Missouri will be without redshirt sophomore LB Chad Bailey, freshman OL Dylan Spencer and redshirt senior defensive lineman Markell Utsey in the first half against Georgia. That stems from their suspensions for the role in the first half brawl in their last game against Florida.
Missouri was down a similar amount of players specific to COVID-19 at the defensive tackle and wide receiver positions heading into their 45-41 home win against LSU.
Game planning: Facing UGA minus Jordan Davis and Richard LeCounte
What is it like having to move the ball on Georgia without Jordan Davis and Richard LeCounte III? He seemed blissful to discuss that turn of events for this game.
“You’ve got two first-round draft picks,” Drinkwitz said. “You’ve got erasers in there. [Richard LeCounte] is an incredible player. I mean you look at Tennessee [film] and they run the reverse and you look at it and are like ‘Wow, this is going to have a big play’ and he tracks the ball from the other side of the field.”
“He makes two unbelievable interceptions against Arkansas and Alabama. He has a knack for the football. He can fit downhill. He can play free safety. He can match versus any of the guys that Alabama threw out there playing man-to-man. He gives you incredible flexibility to call your defense.”
Drinkwitz followed that up with a Jordan Davis critique that should go in his NFL Draft bio.
“Number 99 is an incredible space eater,” Drinkwitz said. “You can play ‘cheat’ boxes which is you can play a five-and-a-half man box or six-man box knowing he can two-gap anybody you put out there. That guy is a totally different ballgame.”
Remember when Smart lamented about being “dinged up” this week to open his Monday presser? Missouri has seen all of that, too.
The Tigers are also going to benefit from likely not having to deal with sophomore safety Lewis Cine (concussion protocol) on Saturday, too.
“Those two guys being gone man, crud, I mean [number] 16 is as physical a free safety,” Drinkwitz said. “He plays cut, weak-side safety. He plays cut as good as anybody. I mean he knocked one of Auburn’s guards down when he was trying to pull. That dude is as good of safety and those two guys are as good as they are in the league.”
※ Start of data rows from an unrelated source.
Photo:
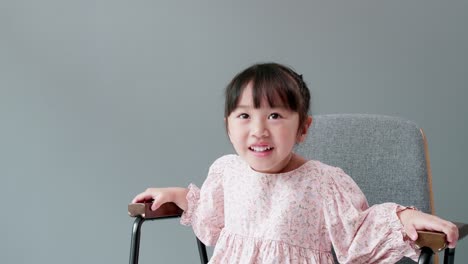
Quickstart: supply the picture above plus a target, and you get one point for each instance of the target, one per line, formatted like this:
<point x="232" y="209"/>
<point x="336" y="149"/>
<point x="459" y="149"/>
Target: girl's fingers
<point x="144" y="196"/>
<point x="412" y="233"/>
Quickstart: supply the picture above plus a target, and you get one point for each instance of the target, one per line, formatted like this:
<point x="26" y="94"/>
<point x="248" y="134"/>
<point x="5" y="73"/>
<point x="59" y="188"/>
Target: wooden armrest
<point x="436" y="240"/>
<point x="144" y="210"/>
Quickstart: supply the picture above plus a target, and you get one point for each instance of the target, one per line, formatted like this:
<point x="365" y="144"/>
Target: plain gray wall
<point x="101" y="99"/>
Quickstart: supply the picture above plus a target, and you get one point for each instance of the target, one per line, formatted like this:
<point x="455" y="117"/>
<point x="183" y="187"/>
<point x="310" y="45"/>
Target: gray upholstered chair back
<point x="384" y="155"/>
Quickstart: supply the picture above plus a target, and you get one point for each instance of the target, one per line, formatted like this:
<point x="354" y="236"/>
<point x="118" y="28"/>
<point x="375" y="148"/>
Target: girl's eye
<point x="243" y="116"/>
<point x="274" y="116"/>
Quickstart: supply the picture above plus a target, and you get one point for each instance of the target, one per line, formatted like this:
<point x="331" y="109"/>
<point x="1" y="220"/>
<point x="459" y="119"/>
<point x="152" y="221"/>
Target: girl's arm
<point x="160" y="196"/>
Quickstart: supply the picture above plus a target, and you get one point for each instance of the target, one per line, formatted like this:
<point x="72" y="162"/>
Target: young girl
<point x="269" y="205"/>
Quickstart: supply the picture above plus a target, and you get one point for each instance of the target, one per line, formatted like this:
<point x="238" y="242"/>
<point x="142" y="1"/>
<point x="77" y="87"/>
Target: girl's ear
<point x="302" y="133"/>
<point x="227" y="129"/>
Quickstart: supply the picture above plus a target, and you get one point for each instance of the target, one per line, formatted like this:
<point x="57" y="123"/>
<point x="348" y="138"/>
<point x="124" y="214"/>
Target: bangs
<point x="270" y="85"/>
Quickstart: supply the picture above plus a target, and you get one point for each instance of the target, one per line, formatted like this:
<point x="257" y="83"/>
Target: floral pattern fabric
<point x="292" y="217"/>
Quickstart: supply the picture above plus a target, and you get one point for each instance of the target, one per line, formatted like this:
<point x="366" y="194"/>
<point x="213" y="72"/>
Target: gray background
<point x="101" y="99"/>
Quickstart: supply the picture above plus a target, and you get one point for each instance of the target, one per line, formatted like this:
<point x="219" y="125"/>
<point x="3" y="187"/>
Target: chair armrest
<point x="144" y="210"/>
<point x="436" y="240"/>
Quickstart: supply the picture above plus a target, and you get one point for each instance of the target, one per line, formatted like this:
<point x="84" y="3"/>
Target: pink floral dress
<point x="292" y="217"/>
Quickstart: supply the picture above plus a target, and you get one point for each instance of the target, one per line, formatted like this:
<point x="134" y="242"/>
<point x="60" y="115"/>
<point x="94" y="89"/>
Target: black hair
<point x="278" y="84"/>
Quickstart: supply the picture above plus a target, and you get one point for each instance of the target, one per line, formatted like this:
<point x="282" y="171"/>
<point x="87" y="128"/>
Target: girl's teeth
<point x="260" y="149"/>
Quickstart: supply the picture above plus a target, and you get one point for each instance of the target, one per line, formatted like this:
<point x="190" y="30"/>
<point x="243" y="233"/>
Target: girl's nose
<point x="259" y="129"/>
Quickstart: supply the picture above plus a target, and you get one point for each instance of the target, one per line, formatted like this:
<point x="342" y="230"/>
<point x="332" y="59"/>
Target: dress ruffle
<point x="193" y="196"/>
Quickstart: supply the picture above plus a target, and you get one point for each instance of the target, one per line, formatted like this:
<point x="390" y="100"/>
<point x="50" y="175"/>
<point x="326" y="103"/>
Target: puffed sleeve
<point x="205" y="210"/>
<point x="359" y="233"/>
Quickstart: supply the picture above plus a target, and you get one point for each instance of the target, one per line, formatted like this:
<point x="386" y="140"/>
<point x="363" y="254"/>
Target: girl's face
<point x="264" y="137"/>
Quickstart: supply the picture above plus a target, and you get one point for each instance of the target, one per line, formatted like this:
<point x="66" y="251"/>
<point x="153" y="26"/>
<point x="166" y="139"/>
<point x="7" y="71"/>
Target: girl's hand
<point x="160" y="196"/>
<point x="414" y="220"/>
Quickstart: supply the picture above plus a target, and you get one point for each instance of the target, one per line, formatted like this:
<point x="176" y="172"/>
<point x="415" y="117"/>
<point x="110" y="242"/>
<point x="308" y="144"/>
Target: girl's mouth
<point x="260" y="149"/>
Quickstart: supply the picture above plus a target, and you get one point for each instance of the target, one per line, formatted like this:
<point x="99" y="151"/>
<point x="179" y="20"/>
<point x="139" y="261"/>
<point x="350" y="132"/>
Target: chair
<point x="386" y="156"/>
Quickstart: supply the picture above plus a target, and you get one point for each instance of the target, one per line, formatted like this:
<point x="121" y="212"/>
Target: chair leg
<point x="202" y="252"/>
<point x="135" y="244"/>
<point x="426" y="256"/>
<point x="449" y="256"/>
“That is different when they are not in there,” he said. “Those are good players. They have got really good players behind them. I just don’t know if they have got the same amount of experience.”
It seemed like the mystery behind Georgia’s personnel at defensive back and safety was weighing harder on his thoughts this week than the revolving first-team and second-team reps at quarterback.
“That’s why they call us ‘coach’ and it is to problem-solve,” he said. “We have got to figure it out. I don’t think anybody is going to give me a free pass because we got six people or seven, eight, 12 people out with COVID. Whatever. They are not giving anybody free passes. You got to get ready to go. Figure it out.”